Others, like myself, just take it and hold things inside as a way to get by. Handling such enourmous stress and conflict isn't fun, and it can be easier in many ways to just take it and deal with all the shit that comes your way. Watching Trump's administration reminded me a lot of my childhood and the people around my father. Doing and/or saying nothing is in many ways less painful in the moment, but the long-term reprucussions are worse.

I've learned this and still struggle with it.

People have said I'm patient. You would have to be growing up in my family. But it goes beyond patience, and almost borders on masochism. How much abuse are you willing to take before you let out all of your anger, frustration, and despair?

I am patient, though, and it is because of how I grew up and probably my personality. And my choice to just take it and try and let it go. But what I've found is, it isn't always possible to really let it go, and it can come and bite you in the ass at the worst possible time.

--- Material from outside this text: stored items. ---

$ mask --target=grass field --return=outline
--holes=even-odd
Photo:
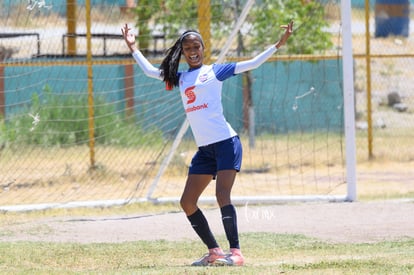
[[[413,274],[414,239],[330,244],[301,235],[250,233],[244,267],[191,267],[194,241],[120,244],[0,242],[2,274]],[[221,240],[224,241],[224,240]],[[199,253],[200,255],[195,255]]]
[[[311,207],[311,205],[307,206]],[[396,206],[398,209],[398,205]],[[176,205],[135,204],[118,208],[51,209],[2,213],[0,216],[1,274],[414,274],[414,238],[372,242],[333,242],[301,234],[250,232],[240,234],[246,257],[243,267],[192,267],[205,253],[199,240],[138,240],[123,242],[4,241],[9,224],[55,217],[111,217],[177,212]],[[378,209],[378,214],[382,212]],[[179,213],[181,214],[181,213]],[[240,213],[241,214],[241,213]],[[398,215],[395,212],[395,215]],[[323,216],[323,215],[322,215]],[[320,219],[327,219],[320,217]],[[240,216],[243,219],[243,215]],[[293,217],[292,217],[293,218]],[[408,218],[408,217],[407,217]],[[295,219],[295,218],[293,218]],[[296,217],[297,219],[297,217]],[[329,218],[328,218],[329,219]],[[275,222],[278,222],[275,220]],[[369,222],[369,221],[365,221]],[[384,221],[387,222],[387,221]],[[122,226],[121,220],[119,220]],[[168,226],[162,224],[162,226]],[[319,226],[324,226],[320,224]],[[349,225],[351,226],[351,225]],[[404,224],[399,225],[402,230]],[[398,227],[398,226],[397,226]],[[63,227],[64,223],[63,223]],[[30,231],[32,230],[32,231]],[[55,234],[47,225],[25,234]],[[65,229],[63,229],[65,230]],[[148,230],[141,228],[131,229]],[[149,229],[151,230],[151,229]],[[167,229],[168,230],[168,229]],[[172,227],[171,230],[174,230]],[[317,227],[315,230],[319,230]],[[349,228],[333,234],[349,235]],[[407,230],[407,229],[405,229]],[[119,230],[121,231],[121,230]],[[154,232],[156,229],[154,228]],[[97,230],[95,233],[99,234]],[[113,232],[112,234],[119,234]],[[155,234],[155,233],[154,233]],[[376,234],[376,232],[372,232]],[[58,238],[58,237],[57,237]],[[29,238],[30,239],[30,238]],[[224,235],[218,242],[226,243]],[[392,241],[391,241],[392,240]]]

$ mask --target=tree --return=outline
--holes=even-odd
[[[282,35],[279,26],[294,20],[294,34],[283,50],[289,54],[313,54],[332,47],[331,34],[323,31],[328,26],[324,7],[318,1],[262,0],[251,12],[253,41],[249,49],[261,48],[275,42]]]
[[[245,1],[211,1],[213,40],[223,39],[231,32],[238,2],[243,5]],[[197,3],[198,0],[139,0],[136,7],[139,47],[148,49],[151,31],[156,28],[167,40],[175,40],[184,30],[197,29]],[[296,30],[283,47],[287,53],[314,54],[332,47],[331,34],[323,30],[328,26],[324,7],[318,1],[261,0],[247,18],[246,23],[251,27],[243,37],[242,55],[252,55],[276,42],[283,32],[279,26],[290,20],[295,21]]]
[[[150,22],[159,10],[162,0],[140,0],[135,8],[137,15],[138,45],[144,54],[149,52],[149,43],[152,38]]]

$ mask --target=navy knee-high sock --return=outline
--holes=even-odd
[[[210,230],[207,219],[200,209],[197,209],[194,214],[187,216],[187,218],[197,235],[209,249],[218,247],[217,241]]]
[[[224,231],[226,232],[230,248],[240,249],[236,208],[234,208],[232,204],[223,206],[221,208],[221,218],[223,220]]]

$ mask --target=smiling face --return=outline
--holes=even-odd
[[[199,37],[194,34],[185,36],[182,41],[182,48],[182,53],[190,68],[196,69],[203,65],[204,46]]]

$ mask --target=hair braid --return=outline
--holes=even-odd
[[[175,44],[167,50],[167,55],[160,65],[161,75],[164,82],[171,86],[178,86],[178,66],[181,58],[181,40],[178,39]]]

All of the anger, self-loathing, sadness, and disappointment will break through sometime. In my life, there have been a few times this has happened and it's never actually been at the right time. I should have took this out on my father and those enabling him when I had the chance, not on my friend who didn't want to drink with me until 3 in the morning.

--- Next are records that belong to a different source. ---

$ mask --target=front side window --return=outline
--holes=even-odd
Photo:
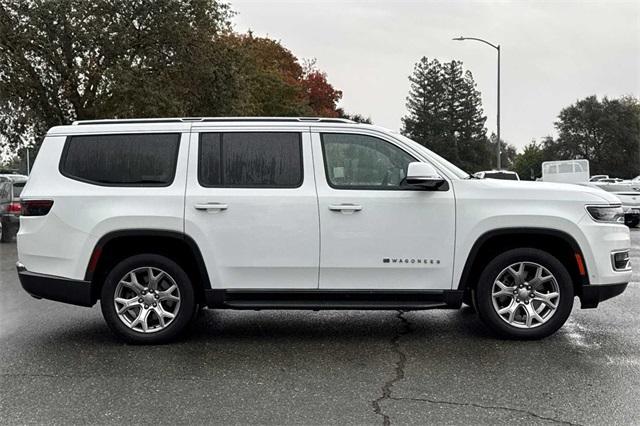
[[[179,133],[71,136],[60,172],[97,185],[169,186],[179,145]]]
[[[336,189],[405,189],[409,163],[417,161],[382,139],[348,133],[323,133],[327,181]]]
[[[198,180],[204,187],[297,188],[302,185],[300,133],[202,133],[198,155]]]

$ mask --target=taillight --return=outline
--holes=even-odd
[[[53,200],[22,200],[22,216],[44,216],[53,206]]]
[[[20,214],[21,211],[22,207],[20,206],[20,203],[11,203],[7,206],[7,213]]]

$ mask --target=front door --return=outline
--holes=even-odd
[[[306,130],[197,128],[185,232],[213,288],[317,289],[318,204]]]
[[[455,202],[404,182],[418,161],[376,134],[312,132],[321,289],[450,289]]]

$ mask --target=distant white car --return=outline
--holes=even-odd
[[[614,192],[624,210],[624,222],[630,228],[640,225],[640,192]]]
[[[520,176],[516,172],[509,170],[486,170],[474,173],[473,176],[478,179],[520,180]]]

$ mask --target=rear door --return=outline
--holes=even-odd
[[[185,203],[214,288],[318,287],[308,127],[194,126]]]

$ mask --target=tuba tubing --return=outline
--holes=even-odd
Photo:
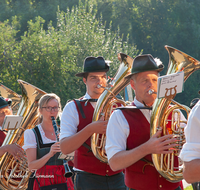
[[[126,54],[118,53],[118,59],[121,62],[118,71],[99,97],[92,121],[99,120],[102,115],[105,120],[108,120],[114,107],[118,107],[118,104],[126,105],[123,100],[116,98],[116,95],[129,84],[129,79],[125,79],[125,77],[131,73],[133,58]],[[91,149],[96,158],[107,163],[105,140],[106,135],[94,133],[91,136]]]
[[[173,48],[165,46],[169,53],[169,64],[167,74],[173,74],[180,71],[184,71],[184,82],[187,78],[196,70],[200,69],[200,62],[193,57]],[[170,98],[165,96],[164,98],[156,99],[153,108],[150,121],[150,133],[153,136],[157,132],[157,127],[163,128],[163,135],[173,134],[177,138],[181,139],[178,141],[177,147],[179,151],[174,151],[172,154],[152,154],[152,160],[157,171],[168,181],[178,182],[183,179],[182,162],[178,160],[178,155],[184,144],[184,130],[179,128],[179,132],[175,130],[174,125],[171,128],[167,128],[168,116],[172,114],[171,123],[173,123],[174,114],[177,114],[177,110],[184,110],[189,115],[190,108],[185,105],[181,105],[173,100],[176,94]],[[184,123],[185,121],[179,121]],[[173,123],[174,124],[174,123]],[[177,161],[178,160],[178,161]],[[178,162],[178,166],[175,165],[175,161]]]
[[[18,80],[18,83],[21,86],[22,96],[17,115],[23,116],[23,120],[18,129],[8,131],[2,146],[12,143],[20,146],[24,144],[23,133],[26,129],[31,129],[35,126],[38,119],[38,101],[41,96],[46,94],[46,92],[25,81]],[[8,153],[4,154],[0,158],[2,176],[0,178],[0,189],[25,190],[28,185],[29,176],[31,175],[31,172],[27,168],[28,161],[25,155],[20,160],[15,161],[12,155]]]

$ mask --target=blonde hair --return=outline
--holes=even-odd
[[[56,100],[58,101],[58,106],[60,107],[60,110],[61,110],[61,103],[60,103],[60,97],[59,97],[59,96],[57,96],[57,95],[54,94],[54,93],[48,93],[48,94],[43,95],[43,96],[40,98],[39,102],[38,102],[38,114],[39,114],[38,123],[41,123],[41,122],[42,122],[42,119],[43,119],[41,113],[39,112],[39,109],[42,109],[42,107],[44,107],[45,105],[47,105],[48,102],[49,102],[50,100],[53,100],[53,99],[56,99]],[[59,112],[58,112],[58,115],[59,115],[59,113],[60,113],[60,110],[59,110]],[[57,115],[57,116],[58,116],[58,115]]]

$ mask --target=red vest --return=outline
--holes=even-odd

That's what happened, though, on a few occassions in my life I can luckily still count on one hand. Something would happen to me that I have a right to be upset about. Someone stole my shoes at a bar. My landlord never fixed something that broke in my apartment after they said they would. My friend said they would stay out with me on my birthday and didn't.

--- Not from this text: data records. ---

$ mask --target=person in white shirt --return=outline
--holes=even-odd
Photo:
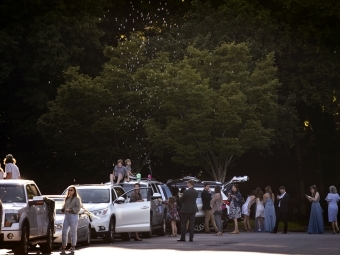
[[[8,154],[4,160],[6,177],[5,179],[20,179],[19,168],[15,165],[15,159],[12,154]]]

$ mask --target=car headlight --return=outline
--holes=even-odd
[[[5,215],[5,227],[12,227],[13,223],[18,223],[20,221],[19,213],[6,213]]]
[[[63,224],[59,223],[59,224],[55,224],[55,229],[63,229]]]
[[[101,210],[92,211],[91,213],[94,216],[104,216],[104,215],[106,215],[108,210],[109,210],[109,208],[107,207],[107,208],[104,208],[104,209],[101,209]]]

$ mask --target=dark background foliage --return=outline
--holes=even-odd
[[[316,184],[322,197],[330,185],[340,185],[339,13],[340,3],[331,0],[2,0],[0,155],[12,153],[22,176],[34,179],[44,193],[60,193],[72,183],[105,182],[117,159],[131,157],[129,148],[103,155],[105,150],[91,142],[95,138],[73,130],[88,145],[77,151],[86,146],[62,142],[53,121],[48,132],[38,125],[67,82],[69,68],[78,67],[90,81],[105,76],[103,65],[112,60],[105,49],[129,41],[131,33],[145,38],[146,58],[163,51],[173,62],[183,59],[189,45],[211,51],[221,43],[245,42],[254,63],[275,53],[282,107],[275,142],[234,161],[226,179],[248,175],[244,196],[257,186],[285,185],[305,214],[310,185]],[[109,98],[98,100],[110,104]],[[58,125],[63,121],[72,119]],[[129,143],[134,150],[144,146]],[[135,163],[142,175],[151,169],[162,181],[183,175],[211,179],[199,166],[174,163],[174,156],[170,150],[153,151],[147,161]]]

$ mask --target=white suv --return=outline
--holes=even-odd
[[[152,200],[161,196],[155,193],[143,202],[129,203],[129,192],[119,185],[89,184],[76,188],[83,206],[93,215],[91,236],[103,237],[109,243],[114,241],[116,234],[120,234],[123,241],[129,241],[131,232],[149,231]],[[67,190],[63,192],[66,193]]]

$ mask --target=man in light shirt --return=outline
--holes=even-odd
[[[6,177],[5,179],[20,179],[19,168],[15,165],[12,154],[8,154],[4,160]]]

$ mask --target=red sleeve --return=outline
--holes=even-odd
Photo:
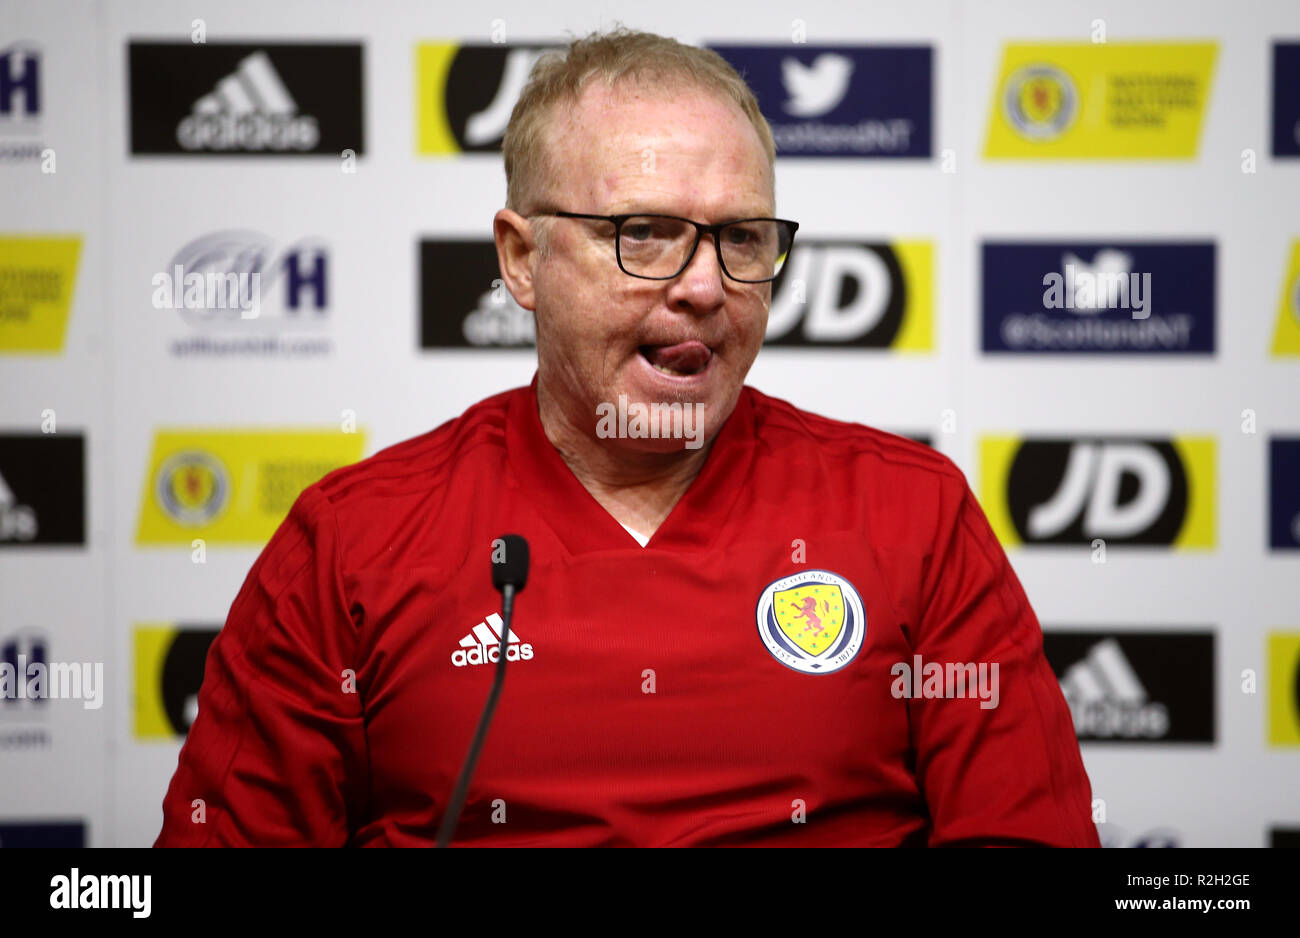
[[[356,637],[334,510],[308,488],[208,652],[154,846],[347,841],[366,779],[360,694],[343,674],[356,667]]]
[[[997,706],[982,706],[991,693],[908,702],[930,845],[1099,847],[1091,786],[1038,618],[965,479],[944,493],[913,653],[945,672],[984,663],[985,692],[996,664]]]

All reasons to be disappointed, but not reasons to let my past surface and say things I would regret. Essentially, I was wronged and had a right to be upset, but my poor response led to me being the one apologizing. I can now recognize that it wasn't the specific instance that led to my response, but it was because of a lifetime of holding things in and dealing with stuff I shouldn't have had to deal with. Especially not as a 9-year old kid. But I did, and I held the frustration and anger inside, and it came out at the wrong time decades later.

I haven't overcome this completely, but I am aware of it and try to do better. I need to pick and choose when I can be justified in the wrath I express, and when it is simply a manifestation of decades of abuse. It's not easy, but I'm learning and trying.

If I could go back and tell my 9-year old self to get angry at the abuse I endured - to follow my brother's example - I would. But I can't, and now I have to live with the effects.